17 May 2011

Cinemascope: Ragini MMS; Stanley ka Dabba


A clever film, despite the ghost who talks

Ragini MMS

Director: Pawan Kripalani
Starring: Kainaz Motivala and Raj Kumar

***

The superbly titled Ragini MMS is a clever attempt to cash in on the undeniable fear factor of the "true story". Not only is the film shot entirely on digicam – sometimes shaky and handheld, at other times stable but odd-angled – it also arrives filtered through a useful haze of news: the "real Ragini" – apparently a Delhi University student called Deepika – not being allowed to see the film before release, reports about paranormal events taking place during the shoot, not to mention pictures of Ekta Kapoor praying "for Ragini MMS" at a Hanuman temple. And through the opening credits we hear the Hanuman Chalisa, including the hopeful words: "bhoot pishaach nikat nahin aave, Mahaavir jab naam sunavai". But more of that later.

The film stars the rather charming Kainaz Motivala as the dreamy-eyed Ragini, and the brilliant Raj Kumar Yadav from Love Sex Aur Dhokha as her boyfriend Uday. The masterstroke is the continuity of Yadav's character from LSD to here, as the boy trying to make a sex tape with a girl who doesn't suspect a thing. But also as in LSD, the real hero of the film is the camera. Right from the opening scene, when it barges into the sleeping Ragini's room without her knowledge, it is an intrusive, unsettling presence, a lens through which we see everything. Sometimes things no-one wants us to see, and sometimes things we'd rather not see ourselves. If Ragini MMS does nothing else, it understands and opens up our increasingly addictive, complicatedly love-hate relationship with the camera. So the form is well thought-out, the dialogue spot-on and the actors extremely good: if Motiwala convincingly runs the gamut from gentle and placatory to coyly horny, sulky, angry and then petrified, Yadav is stunning as the irreverent, rough-edged boyfriend always on the verge of a tantrum. His transformation from bluster to fear, when it happens, is outstanding. The problem, then, is the bhoot: a Marathi-speaking churail who keeps saying the same thing just doesn't cut it. As a friend said while watching the titling, "Jab itna dar lag raha thha toh picture banayi hi kyun?"

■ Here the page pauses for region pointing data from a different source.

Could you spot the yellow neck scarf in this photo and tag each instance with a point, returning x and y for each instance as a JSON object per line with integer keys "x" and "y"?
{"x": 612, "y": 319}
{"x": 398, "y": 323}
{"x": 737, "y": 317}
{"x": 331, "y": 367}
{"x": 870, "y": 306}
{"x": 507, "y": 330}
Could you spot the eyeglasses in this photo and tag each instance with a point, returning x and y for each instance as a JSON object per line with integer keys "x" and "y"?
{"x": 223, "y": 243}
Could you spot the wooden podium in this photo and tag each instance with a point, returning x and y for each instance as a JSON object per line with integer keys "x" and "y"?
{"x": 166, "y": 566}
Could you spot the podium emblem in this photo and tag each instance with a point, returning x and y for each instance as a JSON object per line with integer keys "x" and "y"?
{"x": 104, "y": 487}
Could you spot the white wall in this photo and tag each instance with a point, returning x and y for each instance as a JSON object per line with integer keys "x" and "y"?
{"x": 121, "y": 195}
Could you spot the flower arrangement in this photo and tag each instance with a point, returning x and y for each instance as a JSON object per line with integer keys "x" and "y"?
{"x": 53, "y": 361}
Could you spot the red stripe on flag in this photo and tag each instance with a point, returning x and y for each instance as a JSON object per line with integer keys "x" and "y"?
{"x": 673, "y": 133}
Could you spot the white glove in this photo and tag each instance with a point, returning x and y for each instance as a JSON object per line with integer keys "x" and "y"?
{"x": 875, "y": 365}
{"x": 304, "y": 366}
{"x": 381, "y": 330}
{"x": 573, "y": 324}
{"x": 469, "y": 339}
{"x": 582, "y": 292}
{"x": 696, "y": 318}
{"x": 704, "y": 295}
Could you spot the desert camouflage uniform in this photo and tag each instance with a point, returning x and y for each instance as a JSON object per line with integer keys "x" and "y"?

Gentle exploration of sharing and greed
Stanley Ka Dabba

Director: Amole Gupte
Starring: Amole Gupte, Partho, Divya Dutta, Divya Jagdale, Rahul Singh

***1/2

Every morning, on his way to school, Stanley walks past a huge golden statue of Jesus, Mary and Joseph. He always stops and gazes at the Holy Family for a little while. School passes by in a blur of classes – mostly unremarkable classes taught by unremarkable teachers (barring everyone's favourite Rosy Miss) – and riotous shouting in-between. Until lunchtime. Lunch is when everyone's tiffin boxes come out: dabbas of all shapes and sizes, packed with food of all kinds. But Stanley doesn't have a dabba. He says his mother was busy, and gave him a two rupee coin instead, to buy a vada pao. But his friends – and he has many – are quite happy to share their dabbas with him. But then there's Varma, the Hindi teacher, also known as Khadoos. He sniffs the food right out of everyone's lunchboxes – teacher or student. And makes sure he gets a share. Khadoos doesn't like Stanley. What he really doesn't like is that Stanley doesn't have a dabba...

Amole Gupte has made a quiet film, almost fable-like in the clarity of its characters. The dynamic between Varma – the adult-as-bully, the pile-on in the staffroom, the guy who doesn't bring any food himself and shamelessly tucks into everyone else's, all the while pronouncing judgement on its quality – and Stanley, the child who can't answer him back: this is what forms the film's core. The genius of the script lies in making Varma's dabba-less-ness run parallel to Stanley's – and then use precisely that parallel to reveal how different they in fact are. Stanley's joyful acceptance of food as a gift seems far removed from Varma's graceless snatching of it as a right: the film gestures to the fact that Varma understands that, and is shamed. Gupte plays the tragicomic Varma with aplomb, while his son Partho is superb as Stanley – winsome and vulnerable by turns, his flights of fancy alternating with wordlessness. The child actors are uniformly marvellous, though their unrelenting niceness (and that of Rosy Miss) seems faintly unreal. As does the film's too-soppy denouement. But these are mere trifles in a film made with so much love.